Earlier this year, she launched the similarly successful Brown’s Shoes, and followed this with the ‘Future Collectibles’ this summer, a series of collaborations which gives clients access to modern but classic iconic pieces that can be used again and again over the years.
Yet Caroline Burstein insists she’s no businesswoman. It’s a belief that goes back to the heady days of Molton Brown, the business she founded with her first husband back in 1970.
Aged just 21 at the time, Caroline had married the top Vidal Sassoon hairstylist, Michael Collis, and both wanted to develop hair care products that were natural and an alternative to the over-synthetic ones only available at that time. “We made our first shampoo literally in a bucket with a recipe from a Culpepper herbal book,” she laughs.
Opening their flagship store on South Molton Street, which is still there today, they expanded into beauty over the next 20 years, while Caroline juggled the retail and product development side with bringing up four children.
But it was far from the global success it is today. “It was very creative but we learnt and made mistakes as we went along,” she says, adding, “the fact that we weren’t business people is the reason I don’t have Molton Brown today and wasn’t able to benefit from the sale financially.”
Things began to fall apart for Caroline in 1989, with her marriage getting into trouble and the British recession sending interest rates sky high. “It just wiped us out. We couldn’t get any loans, it was literally hand to mouth. It was a very hard, very unhappy three years in my life,” she admits.
She and Collis would divorce in 1990. He would buy the hair care side of Molton Brown while Caroline purchased the beauty side with the help of her parents. But, by 1993, on the advice of her father, she sold up completely for a small sum, and went to work at Browns.
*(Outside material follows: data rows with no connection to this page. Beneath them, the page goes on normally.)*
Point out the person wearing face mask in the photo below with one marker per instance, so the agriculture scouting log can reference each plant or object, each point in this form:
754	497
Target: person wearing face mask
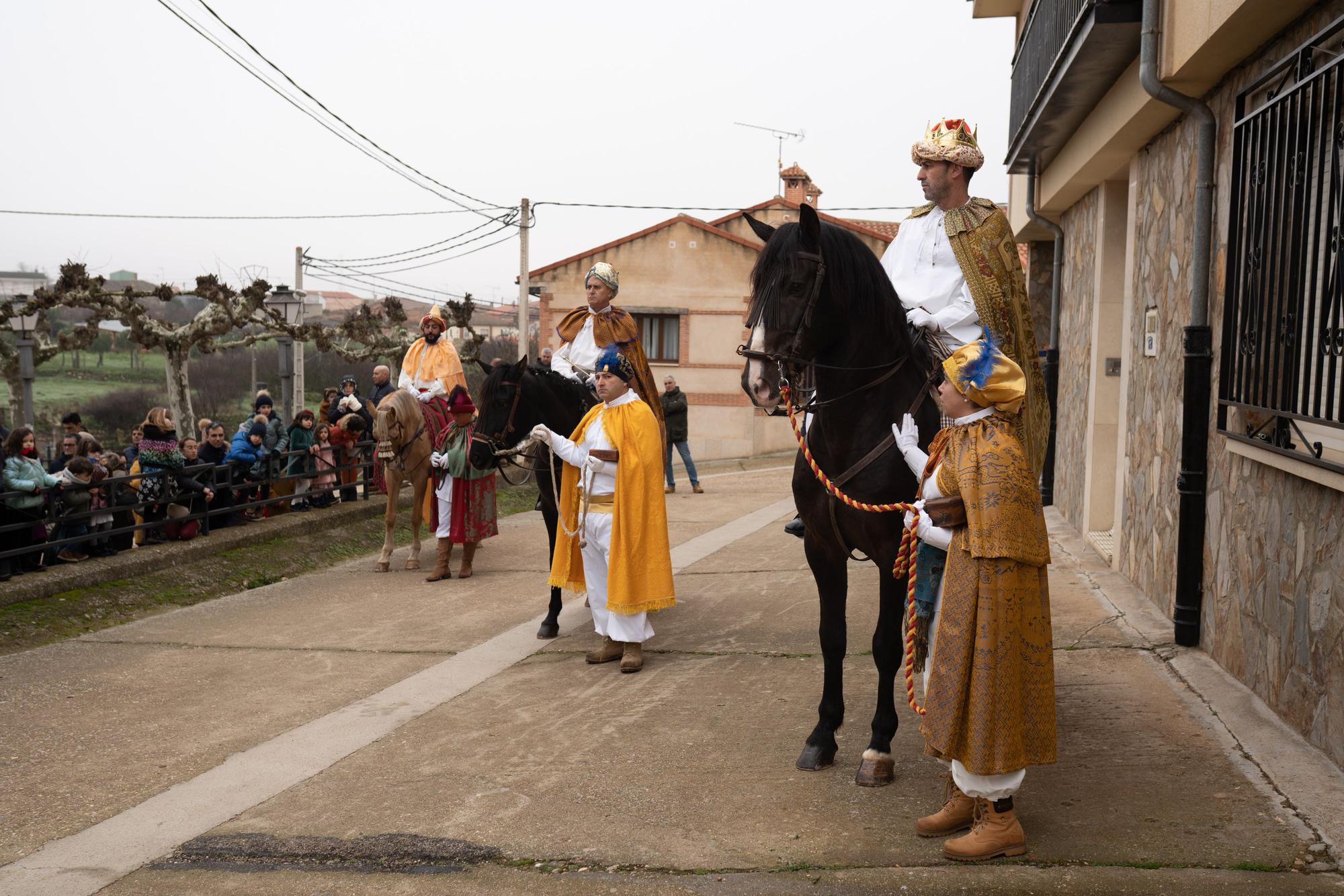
612	488
24	474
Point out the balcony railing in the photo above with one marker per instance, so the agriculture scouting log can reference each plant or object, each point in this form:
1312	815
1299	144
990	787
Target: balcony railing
1068	56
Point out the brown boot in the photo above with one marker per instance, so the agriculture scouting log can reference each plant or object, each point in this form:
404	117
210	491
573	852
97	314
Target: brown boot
468	553
997	834
958	812
446	550
607	654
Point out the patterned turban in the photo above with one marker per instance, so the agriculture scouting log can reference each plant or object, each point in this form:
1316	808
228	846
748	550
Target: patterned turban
605	273
987	377
950	140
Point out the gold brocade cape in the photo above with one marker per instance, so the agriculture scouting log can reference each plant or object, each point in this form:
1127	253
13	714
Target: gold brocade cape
983	244
622	328
639	574
991	701
442	363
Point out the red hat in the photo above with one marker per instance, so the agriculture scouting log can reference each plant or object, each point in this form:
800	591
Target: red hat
459	402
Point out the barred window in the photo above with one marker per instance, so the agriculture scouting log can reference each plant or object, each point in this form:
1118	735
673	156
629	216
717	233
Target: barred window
1282	379
661	335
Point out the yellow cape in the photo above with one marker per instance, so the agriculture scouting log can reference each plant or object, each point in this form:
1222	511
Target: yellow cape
639	574
442	363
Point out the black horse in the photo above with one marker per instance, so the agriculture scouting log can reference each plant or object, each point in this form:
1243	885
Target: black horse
514	400
823	306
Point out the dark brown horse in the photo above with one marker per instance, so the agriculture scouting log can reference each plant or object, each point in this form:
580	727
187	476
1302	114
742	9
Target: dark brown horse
823	306
514	400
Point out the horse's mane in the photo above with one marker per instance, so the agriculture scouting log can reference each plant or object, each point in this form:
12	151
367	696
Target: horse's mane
404	405
855	280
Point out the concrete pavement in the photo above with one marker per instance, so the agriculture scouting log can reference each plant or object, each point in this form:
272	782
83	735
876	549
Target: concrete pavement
369	722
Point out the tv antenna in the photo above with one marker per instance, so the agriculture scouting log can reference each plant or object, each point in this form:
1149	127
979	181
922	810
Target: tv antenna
779	134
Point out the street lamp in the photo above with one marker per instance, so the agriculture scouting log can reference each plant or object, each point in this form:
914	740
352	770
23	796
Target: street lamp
24	327
290	306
Sidney Burstein is not known for getting things wrong. Caroline says of his legacy: “He had a great nose for a bargain and could always pick out the winning item. My mother would show the collection to him and say ‘Which one do you think we go heavily in, darling’ and he would say ‘That one’ and he was always right.”
On this occasion, Sidney’s advice to sell Molton Brown was wrong. “Very wrong,” Caroline clarifies with a sigh. “And I blame myself because I knew he’d got it wrong, I knew in my heart of hearts. We make decisions and we pay for them for the rest of our lives. But we also learn from them.”
“We weren’t business people. It’s the reason I don’t have Molton Brown today and wasn’t able to benefit from the sale financially”
What she’s learnt is to appreciate life, her children, her second husband and her health. What she hasn’t mastered, she insists, is being a businesswoman - though her words and actions suggest otherwise.
Like she says the recession has made her sharper. "It focuses the mind, which I think is no bad thing and makes us feel we have to be better than we were yesterday." The long hours she puts in are helping her realise her wish for the company: "To see Browns going into other, newer markets that are becoming more sophisticated and ready for our sort of store." And following her gut instinct is now essential. "I’m sticking with Browns through thick and thin because I’ve got something really special here."
If those aren’t the words of a businesswoman, then I don’t know what are.